Agencies in Washington state have begun sending separation notices to employees who have not yet shown evidence that they have been vaccinated against COVID-19.
Licensing Department spokesman Nathan Olson told The Seattle Times that it had sent 66 separation letters Friday to workers who have not yet presented proof of vaccination or applied for a vaccine exemption. Department of Labor and Industry spokesman Matt Ross told the Times that his agency sent 140 letters on Saturday and planned to send more on Monday.
Other larger agencies, such as the Washington State Patrol, the Department of Corrections, and the Department of Social and Health Services, are also trying to establish which of their employees have not yet been vaccinated.
The Department of Corrections said it had previously sent about 1,000 preliminary notices to workers to confirm whether they had been vaccinated. The agency has about 8,600 employees who run the state’s 12 prisons.
Spokesman Jack Coe told the Times that most department employees who received these initial notices were represented by a union and would therefore go through an investigational process before a formal notice of separation could be sent.
The separation notice comes after Washington Gov.

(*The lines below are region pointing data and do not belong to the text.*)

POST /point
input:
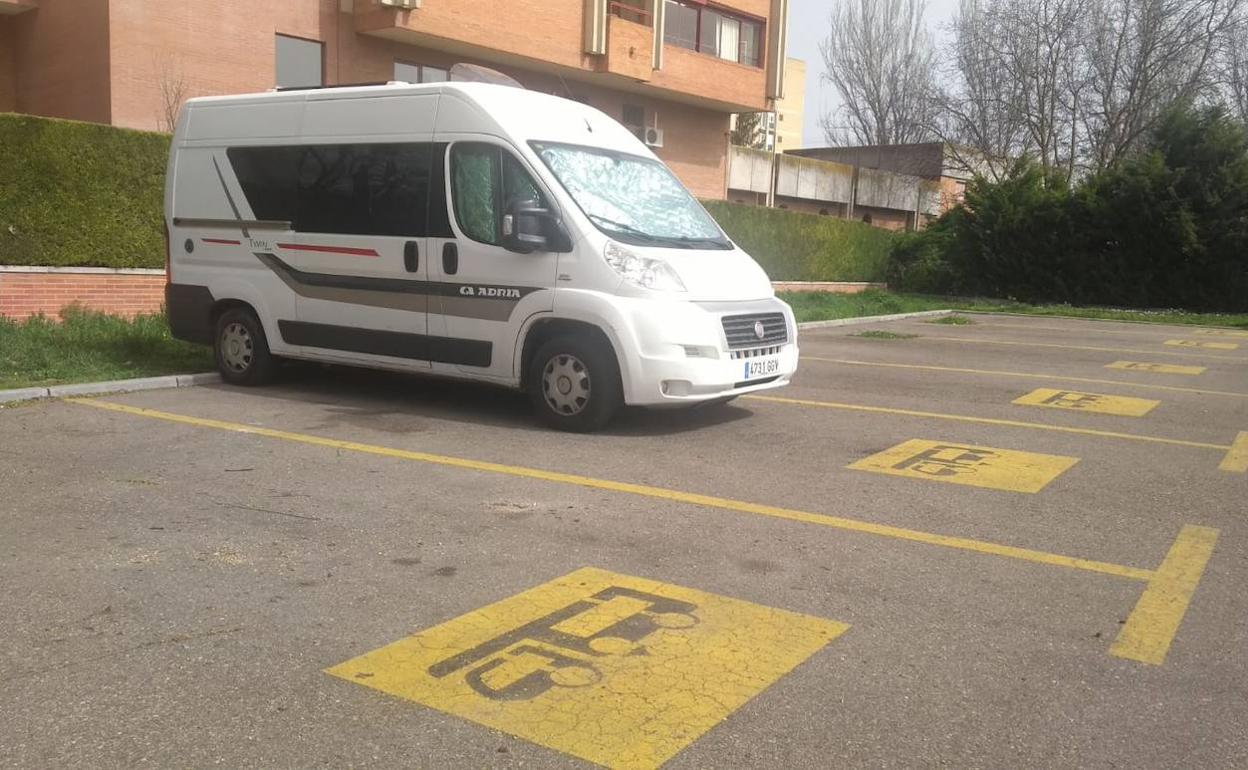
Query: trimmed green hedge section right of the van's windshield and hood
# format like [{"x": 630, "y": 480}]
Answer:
[{"x": 806, "y": 248}]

Jay Inslee (D) mandated in August that all state workers, onsite contractors and volunteers must receive one of three COVID-19 vaccines by October 18, or be terminated. needed.
The requirement also applies to employees in higher education, childcare, K-12 education workers, and most healthcare workers working in private health care and long-term care settings, as well as telecommuting state employees. Inslee later updated the measure to include an expansion of the statewide mask mandate to all individuals regardless of vaccination status.
Inslee said at the time that employees who refused vaccinations would be subject to non-disciplinary dismissal for “failing to meet job qualifications.” Employees with valid medical or religious exceptions will not be subject to dismissal. The mandate is being implemented to prevent business and school lockdowns, Inslee said.
The employee vaccine mandate is one of the strictest across the United States and has been heavily criticized by opponents, including a group of about 90 Washington state soldiers, firefighters and other employees who filed suit against Inslee last month which claimed that his mandate had been exceeded. violated his right to office and the rights of state workers guaranteed by the state constitution.
Other state and local governments have allowed employees to choose weekly COVID-19 tests as an alternative to vaccinations.
Governor Inslee’s order affects about 60,000 state workers in Washington state, but when asked by the Times about the possibility of losing workers, Inslee’s spokeswoman Tara Lee said that “the warning notices are just that, the warnings.”
“This is a snapshot in time and what the final number will be,” Lee said. “We expect more state workers to choose to get vaccinated and remain in the workforce.”
The spokesperson also said that the Department of Corrections and other agencies have worked out contingency plans to ensure that government services continue to function normally.